In depth MySQL: overview of MySQL SQL query statement performance optimization

There are some general optimization steps for the optimization of SQL query statements. This section introduces the general optimization steps.

How is a query executed

First, if we want to understand the process of a query statement, then we can optimize the process.
Refer to a MySQL infrastructure diagram I drew earlier:

The life cycle of a query statement in MySQL can be divided into

  1. The client connects to the server through a connector
  2. Parsing SQL statements in the parser
  3. Optimizer for optimization
  4. The executor executes the generated execution plan
  5. Return results to the client

Generally speaking, the actuator execution stage is the most important stage, that is, the stage that consumes the most performance. So our optimization is actually optimizing the execution plan of the actuator.

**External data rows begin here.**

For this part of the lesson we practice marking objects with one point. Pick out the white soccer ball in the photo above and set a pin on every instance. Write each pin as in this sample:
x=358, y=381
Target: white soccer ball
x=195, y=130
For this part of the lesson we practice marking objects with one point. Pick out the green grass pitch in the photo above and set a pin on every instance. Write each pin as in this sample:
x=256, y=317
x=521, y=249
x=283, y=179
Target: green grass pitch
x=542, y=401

How to find and solve slow queries

The reason for low query performance is that the amount of data accessed is too large, which makes a query very slow. So how can we find and solve slow queries.

Slow query log

There is a log in MySQL called slow query log_ QUERY_ Log, which will record the statements whose response time exceeds the threshold (long_query_time) in MySQL. The slow query log is not enabled by default, and the default threshold is 10. If it is an online environment, it is not recommended to enable the slow query log. It is more appropriate to enable it when there is a need for tuning.

mysql> show variables like '%slow_query_log%';
+---------------------+-------------------------------------------------+
| Variable_name       | Value                                           |
+---------------------+-------------------------------------------------+
| slow_query_log      | OFF                                             |
| slow_query_log_file | /var/lib/mysql/iZwz9iiwojnmkotgajxjlqZ-slow.log |
+---------------------+-------------------------------------------------+
2 rows in set (0.01 sec)

mysql> set global slow_query_log=1;
Query OK, 0 rows affected (0.00 sec)

Use set global slow_query_log=1. The slow query will be invalid after MySQL is restarted. If it is to be effective all the time, you need to modify the configuration file my cnf.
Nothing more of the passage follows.